In this example, a topic named test is created.

Log on to the master node of the Dataflow cluster. For more information, see Log on to a cluster.

Run the following command to create a topic:

kafka-topics.sh --create --bootstrap-server core-1-1:9092,core-1-2:9092,core-1-3:9092 --replication-factor 2 --partitions 2 --topic demo

Note

After you create the topic, keep the logon window open for later use.

Step 4: Run a Spark Streaming job

In this example, a WordCount job is run for streaming data.

Log on to the master node of the DataLake cluster. For more information, see Log on to a cluster.
Run the following command to go to the emr-user directory:
```
cd /home/emr-user
```

Run the following command to submit a WordCount job for streaming data:

spark-submit --class com.aliyun.emr.KafkaApp1 ./spark-streaming-demo-1.0.jar <Internal IP address of a Kafka broker>:9092 demogroup1 demo

The following table describes key parameters.

Parameter	Description
`<The internal IP address of a Kafka broker component in the Kafka cluster>:9092`	The internal IP address and port number of a broker in the Dataflow cluster. The default port number is 9092. Example: `172.16..:9092,172.16..:9092,172.16..:9092`. To view the internal IP addresses of all brokers, go to the Status tab of the Kafka service page, find KafkaBroker, and then click the icon to the left of KafkaBroker.
`demogroup1`	The name of the Kafka consumer group.

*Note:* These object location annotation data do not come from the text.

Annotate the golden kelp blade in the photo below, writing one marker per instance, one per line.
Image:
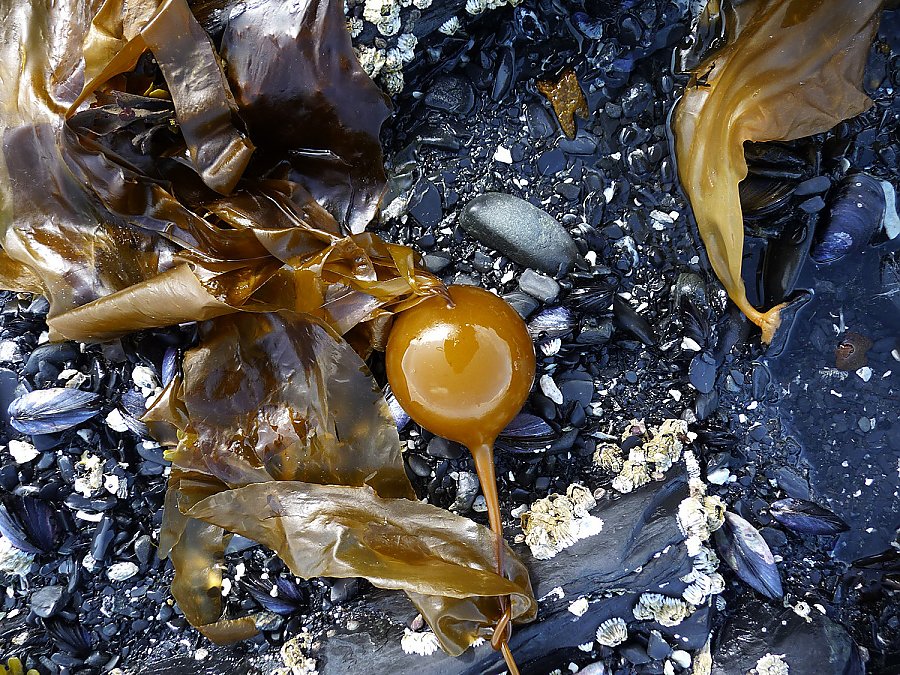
(282, 421)
(790, 68)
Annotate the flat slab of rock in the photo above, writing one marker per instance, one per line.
(640, 549)
(814, 648)
(521, 231)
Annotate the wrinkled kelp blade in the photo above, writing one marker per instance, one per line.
(394, 543)
(203, 103)
(301, 91)
(777, 78)
(285, 397)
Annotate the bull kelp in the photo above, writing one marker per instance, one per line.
(151, 177)
(789, 69)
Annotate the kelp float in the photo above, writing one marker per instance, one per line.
(150, 178)
(788, 69)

You can modify the name based on your business requirements.
`demo`	The topic name.

Step 5: Use Kafka to publish messages

In the command-line interface (CLI) of the Dataflow cluster, run the following command to start the Kafka producer:
```
kafka-console-producer.sh --topic demo --bootstrap-server core-1-1:9092,core-1-2:9092,core-1-3:9092
```
Enter text information in the logon window of the Dataflow cluster. Text statistics are displayed in the logon window of the DataLake cluster in real time.
For example, enter the information shown in the following figure to the logon window of the Dataflow cluster.
The information shown in the following figure is displayed in the logon window of the DataLake cluster.

Step 6: View the status of the Spark Streaming job

On the EMR on ECS page, click the name of the DataLake cluster.
On the page that appears, click Access Links and Ports.
Access the web UI of Spark. For more information, see Access the web UIs of open source components.
On the History Server page, click the App ID of the Spark Streaming job that you want to view.
You can view the status of the Spark Streaming job.